We have said many things about poverty and the poor. Sometimes the message comes across as though the poor are unimaginative, unambitious and lack drive to change their circumstance. In the book Upstream, Dan heath brings in a perspective many of us cannot see. We have been looking at poverty from a backward view.
Shafir Mullainathan says that we got the causation backwards, in fact, its poverty that leads to short sighted financial decisions.
Scarcity “makes us less insightful, less forward-thinking, and less controlled. The effects are large. Being poor reduces a person’s cognitive capacity more than going a one full night without sleep. it’s not that the poor have less band width as individuals, rather it’s that the experience of poverty reduces anyone’s bandwidth.”

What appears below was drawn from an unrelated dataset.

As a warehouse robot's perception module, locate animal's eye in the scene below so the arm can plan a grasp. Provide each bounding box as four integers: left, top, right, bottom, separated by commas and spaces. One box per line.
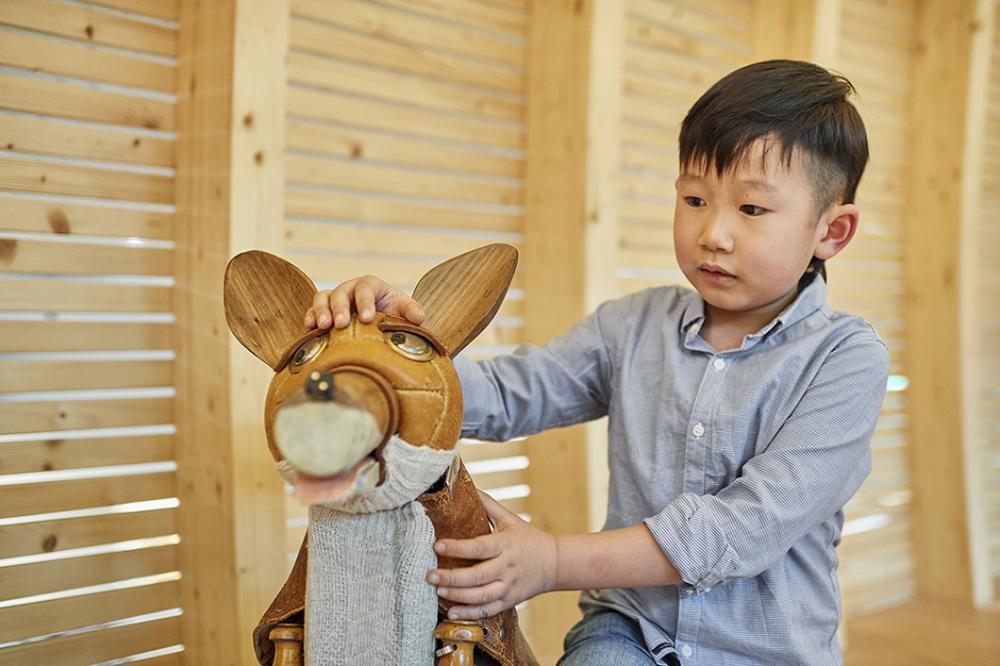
288, 335, 326, 372
385, 331, 434, 361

Cognitive ability, sometimes referred to as general intelligence, is essential for human adaptation and survival. It includes the capacity to “reason, plan, solve problems, think abstractly, comprehend complex ideas, learn quickly, and learn from experience” (Plomin, 1999).
Therefore, when one’s cognitive capacity is lowered, they cannot function optimally in the areas of reason, planning, solving problems, thinking abstractly, comprehending complex ideas, learning quickly, and learning from experience. As the list says, this leave one incapacitated in so many areas that are not visible to naked eye.

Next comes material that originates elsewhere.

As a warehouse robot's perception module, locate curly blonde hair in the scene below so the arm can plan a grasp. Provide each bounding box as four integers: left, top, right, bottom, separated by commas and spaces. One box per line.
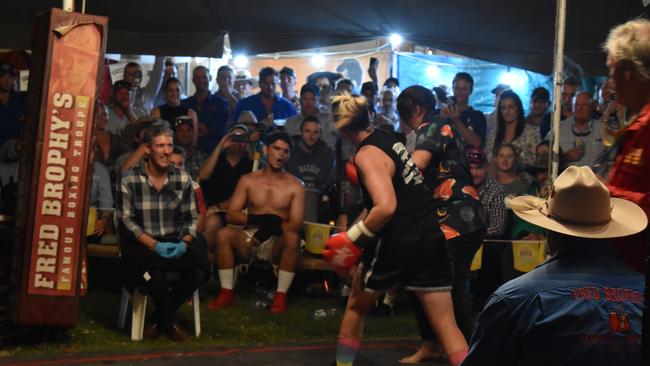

Such people result in tunnelling, which is when people are juggling a lot of problems, they give up trying to solve them all. They adopt tunnel vision. There’s no long-term planning, there is no strategic prioritization of issues.
People who are tunnelling cannot engage in systems thinking. They can’t prevent problems; they just react. Tunnelling isn’t just something that happens to poor people, it can also be caused by a scarcity of time. Scarcity and tunnelling leads you to put off important but urgent things.